Often we come across polynomial diophantine equations of the form $y^2 = x^2 + x+ 1$ and there are two ways to disprove the existence of solutions to such equations:
1) By bounding between consecutive perfect squares.
2) By reading the equations in $\mathbb{Z}_n$ and using the quadratic reciprocity laws in $\mathbb{Z}_n$.
However these techniques fail when there are infinitely many solutions to the diophantine. For example, the diophantine $y^2 = x^4 + 6x^3 + 7x^2 – 6x + 1$ has infinitely many solutions since it is equivalent to $y^2 = (x^2+ 3x -1)^2$. Further, it looks like generating such a problem is easy, but 'identifying' the square root is hard.
So my question is:
1) Is there a way one can tell whether a polynomial is a perfect square using a simple criterion on the coefficients?
2) Is there a way one can recover the square root by a simple algorithm?
Thanks!
P.S: Note that I don't mean to say that the only way $y^2 = f(x)$ can have infinitely many solutions is when $f(x)$ is a perfect square. I know that $y^2 = 2x^2 + 1$ and $y^2 = x^3$ have infinitely many solutions as well. I am just interested in the particular case of perfect squares.
Best Answer
Let $p=p_0+p_1x+\ldots+p_{2n}x^{2n}\in\mathbb{Z}[x]$ be a polynomial of degree $2n$ and $p_0=k^2\neq 0$. Taking the square root of $p$ is a straight forward procedure, detailed below. In general this will result in a power series instead of a polynomial (of course, not all such polynomials are perfect squares).
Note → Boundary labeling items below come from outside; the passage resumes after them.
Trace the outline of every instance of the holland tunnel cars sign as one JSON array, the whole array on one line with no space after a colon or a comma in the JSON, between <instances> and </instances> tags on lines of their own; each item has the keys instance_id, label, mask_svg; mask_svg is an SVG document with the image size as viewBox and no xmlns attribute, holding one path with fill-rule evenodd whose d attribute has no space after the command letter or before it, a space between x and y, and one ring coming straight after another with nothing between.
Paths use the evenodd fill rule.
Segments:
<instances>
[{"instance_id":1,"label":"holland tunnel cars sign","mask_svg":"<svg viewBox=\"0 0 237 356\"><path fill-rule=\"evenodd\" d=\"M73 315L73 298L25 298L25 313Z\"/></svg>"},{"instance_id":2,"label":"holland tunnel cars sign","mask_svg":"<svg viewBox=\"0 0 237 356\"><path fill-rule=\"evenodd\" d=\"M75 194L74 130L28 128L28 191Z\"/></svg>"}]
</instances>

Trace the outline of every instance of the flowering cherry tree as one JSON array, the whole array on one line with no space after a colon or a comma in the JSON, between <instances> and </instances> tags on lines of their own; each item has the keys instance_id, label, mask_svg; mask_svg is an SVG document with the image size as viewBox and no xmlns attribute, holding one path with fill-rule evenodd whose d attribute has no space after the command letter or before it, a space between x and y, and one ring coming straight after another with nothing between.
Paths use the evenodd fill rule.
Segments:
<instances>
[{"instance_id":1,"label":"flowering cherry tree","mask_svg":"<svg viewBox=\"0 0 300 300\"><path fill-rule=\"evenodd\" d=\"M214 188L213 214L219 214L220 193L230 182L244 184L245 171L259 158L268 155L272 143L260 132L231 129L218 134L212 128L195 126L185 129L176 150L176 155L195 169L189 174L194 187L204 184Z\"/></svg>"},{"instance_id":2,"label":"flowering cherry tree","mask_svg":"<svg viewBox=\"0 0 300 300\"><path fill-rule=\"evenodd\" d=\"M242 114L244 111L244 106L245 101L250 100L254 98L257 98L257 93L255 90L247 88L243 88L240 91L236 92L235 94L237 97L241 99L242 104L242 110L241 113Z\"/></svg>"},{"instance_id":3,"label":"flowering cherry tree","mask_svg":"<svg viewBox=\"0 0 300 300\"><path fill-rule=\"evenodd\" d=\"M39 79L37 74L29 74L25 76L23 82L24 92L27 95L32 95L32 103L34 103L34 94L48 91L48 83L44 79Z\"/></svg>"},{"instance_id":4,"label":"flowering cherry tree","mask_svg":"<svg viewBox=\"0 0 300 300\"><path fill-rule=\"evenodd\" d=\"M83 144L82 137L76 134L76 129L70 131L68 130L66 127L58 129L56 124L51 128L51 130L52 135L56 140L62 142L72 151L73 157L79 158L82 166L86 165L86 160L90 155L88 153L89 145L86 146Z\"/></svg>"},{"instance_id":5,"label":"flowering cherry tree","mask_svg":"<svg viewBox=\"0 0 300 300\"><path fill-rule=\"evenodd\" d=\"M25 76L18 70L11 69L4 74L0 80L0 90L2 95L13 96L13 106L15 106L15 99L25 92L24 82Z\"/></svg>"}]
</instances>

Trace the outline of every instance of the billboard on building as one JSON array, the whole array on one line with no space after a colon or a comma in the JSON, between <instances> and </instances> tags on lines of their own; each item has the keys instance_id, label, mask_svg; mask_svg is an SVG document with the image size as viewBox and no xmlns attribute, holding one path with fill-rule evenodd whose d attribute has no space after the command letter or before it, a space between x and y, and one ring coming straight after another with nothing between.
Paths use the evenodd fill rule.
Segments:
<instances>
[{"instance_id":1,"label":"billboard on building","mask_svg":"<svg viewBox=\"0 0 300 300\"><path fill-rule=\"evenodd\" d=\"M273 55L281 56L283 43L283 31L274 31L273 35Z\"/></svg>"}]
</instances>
$$\sqrt{p(x)}=\sum_{m=0}^{\infty}a_mx^m.$$
Then $p$ is a perfect square if and only if $a_m=0$ for all $n<m\leq 2n$. This follows from the recursion for the coefficients:
$$\begin{eqnarray} a_0&=&k\\ a_{n+1}&=&\frac{p_{n+1}-\sum_{m=1}^na_ma_{n+1-m}}{2k} \end{eqnarray}$$
Let's try this on one of Will's examples: $p=1-6x+7x^2+6x^3+x^4$. Starting with $a_0=1$ we find the coefficients $$1, -3, -1, 0, 0$$ at which point we can conclude that $p=(1-3x-x^2)^2$.